Vou a descer a Avenida da Liberdade, vou com o meu pai e o meu irmão. As árvores avolumam-se de um lado e outro, os prédios erguem-se altos, cor-de-rosa, sem brilho. Uma rapariga vem ter comigo. Está perdida. Saiu do hospício, não sabe quem é. Pede ajuda, mas não tem documentos com ela. Apenas um talão de uma compra qualquer, sem indicação de qual a loja ou supermercado, sem data, sem endereço, sem preço algum... Pergunto-lhe:
– Mas o teu pai? Tu não tens pai?!
Mas ela não conhece o pai. Não sabe da mãe. Não conhece ninguém, não fala, apenas abana com a cabeça e agarra-me as mãos, quer ajuda, implora por ajuda, que a leve a casa, pois não sabe quem é nem onde está.
Deixo-a acompanhar-me, enquanto pergunto a mim própria como resolver a complicada situação.
Uns passos mais à frente, uma menina, escanzelada, semi-nua. Está perdida. Pede ajuda. Não consegue falar, mas eu percebo muito bem que me pede que a leve a casa pois não sabe onde está, não sabe onde fica a casa, não sabe o nome, não conhece a cidade.
Pergunto-lhe:
– Tens frio? Tens fome?
Sim, tem frio, muito frio, está roxa de frio. E tem fome. Tem muita fome.
Pergunto-lhe:
– E o teu pai? Não tens pai?
Mas a garota não sabe quem é o pai, não sabe da mãe, não conhece ninguém, não fala, apenas abana com a cabeça e agarra-me as mãos, quer ajuda, implora por ajuda, que a leve a casa, pois não sabe quem é nem onde está.
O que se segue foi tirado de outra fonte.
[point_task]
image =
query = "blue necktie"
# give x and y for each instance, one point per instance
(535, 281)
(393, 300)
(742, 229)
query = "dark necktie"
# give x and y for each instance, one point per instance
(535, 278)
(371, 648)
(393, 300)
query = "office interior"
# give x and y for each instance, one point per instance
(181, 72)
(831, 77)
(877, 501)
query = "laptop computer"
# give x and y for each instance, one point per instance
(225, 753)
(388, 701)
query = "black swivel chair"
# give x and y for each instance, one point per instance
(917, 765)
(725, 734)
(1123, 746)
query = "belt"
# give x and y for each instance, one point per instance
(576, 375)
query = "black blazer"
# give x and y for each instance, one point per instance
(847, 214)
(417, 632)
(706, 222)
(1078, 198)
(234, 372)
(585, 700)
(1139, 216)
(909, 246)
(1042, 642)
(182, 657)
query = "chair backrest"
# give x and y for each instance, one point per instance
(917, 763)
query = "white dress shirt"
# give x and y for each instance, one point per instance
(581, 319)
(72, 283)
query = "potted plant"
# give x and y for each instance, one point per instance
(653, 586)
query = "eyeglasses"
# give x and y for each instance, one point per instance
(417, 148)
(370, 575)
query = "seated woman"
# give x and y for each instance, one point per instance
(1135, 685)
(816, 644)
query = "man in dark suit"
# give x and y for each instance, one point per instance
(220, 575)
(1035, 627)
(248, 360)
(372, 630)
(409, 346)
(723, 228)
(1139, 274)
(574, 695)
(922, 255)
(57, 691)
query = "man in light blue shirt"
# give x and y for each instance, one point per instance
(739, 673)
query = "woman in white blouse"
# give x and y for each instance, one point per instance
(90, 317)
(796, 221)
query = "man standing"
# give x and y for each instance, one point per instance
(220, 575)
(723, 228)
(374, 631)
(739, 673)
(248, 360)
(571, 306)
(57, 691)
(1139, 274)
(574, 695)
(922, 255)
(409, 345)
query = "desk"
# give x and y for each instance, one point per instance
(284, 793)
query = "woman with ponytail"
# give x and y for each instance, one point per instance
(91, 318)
Avanço uns passos, com as duas estranhas ao meu lado, agarradas aos meus braços. O meu pai e o meu irmão, deixei-os para trás, aquilo não lhes diz respeito.
Digo comigo: Tenho que ir à Polícia, entrego-as lá. Não posso resolver isto. No entanto, elas ouvem os meus pensamentos, e imploram ambas que não querem a Polícia, a Polícia não tem soluções, querem-me a mim!
E eu pergunto-me: trago-as para casa? e como é que as alimento? como é que elas me irão tratar a mim?!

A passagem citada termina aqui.